Ultrafast laser micro and nano processing of transparent materials—From fundamentals to applications

Abstract

The distinctive features of ultrafast lasers, such as the extremely high peak intensity associated with their ultrashort pulse duration, enable the machining of materials whose band gaps are larger than the photon energies of the laser due to the nonlinear nature of photon absorption by matter. As a result, processing of transparent materials at micro and nanoscale levels can be achieved using ultrafast lasers, which is a matter of particular relevance in the fields of electronics, healthcare, photonics, and energy harvesting. By using ultrafast laser beams that possess a standard Gaussian spatial profile, and by exploiting nonlinear light-matter interaction confinement schemes, fabrication resolutions have declined to just a few tens of nanometers on the surface, and a few hundreds of nanometers inside most transparent materials.
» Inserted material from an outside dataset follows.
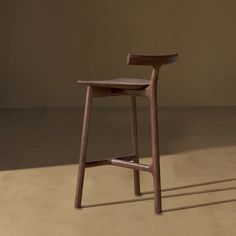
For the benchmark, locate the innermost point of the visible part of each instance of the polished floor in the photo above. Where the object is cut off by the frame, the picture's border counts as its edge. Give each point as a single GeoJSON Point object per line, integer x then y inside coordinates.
{"type": "Point", "coordinates": [39, 152]}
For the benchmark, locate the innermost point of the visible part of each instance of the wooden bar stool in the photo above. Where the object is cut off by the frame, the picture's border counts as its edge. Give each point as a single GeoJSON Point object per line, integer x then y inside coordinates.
{"type": "Point", "coordinates": [131, 87]}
However, it is difficult to maintain such fabrication resolutions, especially at nanoscale levels, when forming high aspect ratio (length over diameter) structures inside transparent materials. This issue can be addressed using novel focusing strategies and spatiotemporal beam shaping techniques. In this chapter, we will begin by reviewing the basic concepts of, and experimental methodologies related to, laser machining techniques. Then, machining strategies that have been adopted to facilitate high fabrication resolutions and long fabrication lengths using standard Gaussian laser beams are discussed, along with other competent techniques, thereby highlighting the underlying fundamental mechanisms and their applicability for material processing such as for drilling and cutting. Furthermore, the impact of spatiotemporal beam shaping on material processing is discussed, with a special focus on applications of non-diffractive optical beams for fast and flexible material processing. Finally, we provide a futuristic viewpoint on the potential for achieving super-resolution, yet high-aspect-ratio, material fabrication.